I am going to call BS on your friend’s numbers. No way he has two million in net worth outside some serious luck in the housing market or jack potted a stock (luck is poor measuring stick) unless he seriously hunkered down simply living off one income completely investing the other (which is doable, plenty of guys making less than that with housewives and more kids) which I have a hard time believing given they were hiring maids, handymen, gardeners, et al on top of a half mil for their daughters college.
— Bad Napkin Math —
392,000 = 10 years (8*49K, 2*0)
495,000 = 5 years (99K*5)
2,495,000 = 5 years (899K*5)
901,000 = 1 year (901K*1)
caveat bettor
May 21 2010 at 7:42am
If your friend and his wife contributed $20k per year to 401k, IRA, 529 plans from 1975-85, I can see how they might have been able to grow a million dollars of tax-advantaged savings with under a 6% average annual return (not adjusted for inflation).
I think your friend should take a heavy haircut on his retirement accounts; how will Congress be able to resist taxing them more in a decade or two?
David R. Henderson
May 21 2010 at 8:36am
@Bob Murphy,
You’re right. I thought it was obvious but I can see from the comments that it’s not. When they were growing their business and earning under $50K or under $100K, they were going into heavy debt. At one point in the mid-90s, they had over $400K in debt, much of it on credit cards. I think some of the commenters are so used to a world in which you earn x amount per year and put some fraction of x into retirement savings that they have trouble imagining a world in which you earn x in a year but go into x of debt that year to keep a business going.
fundamentalist
May 21 2010 at 9:31am
Dr. Thomas Stanley (his most famous book is “Millionaire Next Door”) estimates that 85% of wealthy people (net worth > $1 million) got their wealth by growing a business over 30 years. They tend to work many hours and live frugally. Naturally, all people see is the wealth they have accumulated after 30 years, not the 30 years of hard work and deprivation to get there, so they want to punish them for being wealthy.
I have a friend who dropped out of college after one year and bought an old feed mill by borrowing from his parents, his in-laws and the seller. He raised a family and lived very modestly for the next 30 years while gradually improving his business and slowly paying off the debt. He recently sold it for a couple million. No he is one of the bad guys because he has money. And the state wants to take it all away in taxes.
Tom
May 21 2010 at 11:09am
“The socialists aren’t concerned that the tax hurts the state’s revenues, or that their threats about taxes does. Their priority is upholding the impression that the rich pays for everybody elses benefits. This is how they get the middle class to actually vote for them.”

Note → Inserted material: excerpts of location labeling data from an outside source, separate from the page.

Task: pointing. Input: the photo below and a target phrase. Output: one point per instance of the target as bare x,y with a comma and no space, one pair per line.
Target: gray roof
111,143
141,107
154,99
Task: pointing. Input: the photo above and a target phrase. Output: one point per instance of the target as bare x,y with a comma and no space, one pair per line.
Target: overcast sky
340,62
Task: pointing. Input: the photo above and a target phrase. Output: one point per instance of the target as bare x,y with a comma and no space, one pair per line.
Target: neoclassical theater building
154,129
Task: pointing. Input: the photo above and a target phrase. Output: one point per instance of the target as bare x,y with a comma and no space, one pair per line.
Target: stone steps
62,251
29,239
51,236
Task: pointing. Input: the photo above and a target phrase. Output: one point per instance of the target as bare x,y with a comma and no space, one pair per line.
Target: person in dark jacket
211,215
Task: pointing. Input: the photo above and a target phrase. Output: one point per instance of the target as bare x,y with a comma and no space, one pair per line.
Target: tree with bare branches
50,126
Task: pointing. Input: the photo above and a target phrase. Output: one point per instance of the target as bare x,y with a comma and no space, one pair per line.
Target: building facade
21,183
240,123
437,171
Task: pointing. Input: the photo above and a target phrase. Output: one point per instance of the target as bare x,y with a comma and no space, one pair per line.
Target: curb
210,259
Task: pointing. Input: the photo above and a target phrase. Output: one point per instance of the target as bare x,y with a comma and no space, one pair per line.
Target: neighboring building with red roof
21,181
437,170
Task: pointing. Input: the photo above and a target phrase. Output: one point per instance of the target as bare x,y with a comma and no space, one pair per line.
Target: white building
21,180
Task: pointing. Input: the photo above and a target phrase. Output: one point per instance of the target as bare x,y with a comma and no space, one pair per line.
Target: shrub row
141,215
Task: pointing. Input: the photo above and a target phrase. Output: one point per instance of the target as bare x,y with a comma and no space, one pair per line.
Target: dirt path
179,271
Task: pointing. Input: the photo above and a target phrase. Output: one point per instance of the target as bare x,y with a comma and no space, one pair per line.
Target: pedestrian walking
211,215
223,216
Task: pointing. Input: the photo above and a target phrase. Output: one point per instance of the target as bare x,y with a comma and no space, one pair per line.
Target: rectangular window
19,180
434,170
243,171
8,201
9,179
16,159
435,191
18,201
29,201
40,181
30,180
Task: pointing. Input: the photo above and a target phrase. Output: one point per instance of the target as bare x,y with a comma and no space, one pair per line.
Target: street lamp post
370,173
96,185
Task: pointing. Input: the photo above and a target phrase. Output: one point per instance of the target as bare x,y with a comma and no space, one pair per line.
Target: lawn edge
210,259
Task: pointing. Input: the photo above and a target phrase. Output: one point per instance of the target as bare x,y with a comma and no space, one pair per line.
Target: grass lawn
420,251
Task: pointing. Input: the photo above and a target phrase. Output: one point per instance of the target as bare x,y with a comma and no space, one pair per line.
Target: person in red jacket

Obama, answering a similar question in one of the debates, did say its about fairness, didn’t he?
Peter:”about ninety-five thousand a year which is reasonable even for folk without a college degree, not self-employed, and working forty hours a week ”
Would put you in the top 1% of your cohort, I believe.
RobbL
May 21 2010 at 10:28pm
David,
You focus on their “high” taxes and forget all the goodies. Since they work out of their house, the government subsidizes their expenses for their “home office”. They get to expense their computer and internet and phone costs. They may be expensing some of their automobile and restaurant costs. If they want to go to a “seminar” in Hawaii, they may be able to expense that.
I am not blaming them for this, but the tax rate in a vacuum is misleading.
Another thing that I have personally discovered this past year is the cushioning effect of progressive tax rates when your income falls. If you drop from 100k to 60k the actual drop in income is much less than 40k. Just another government benefit!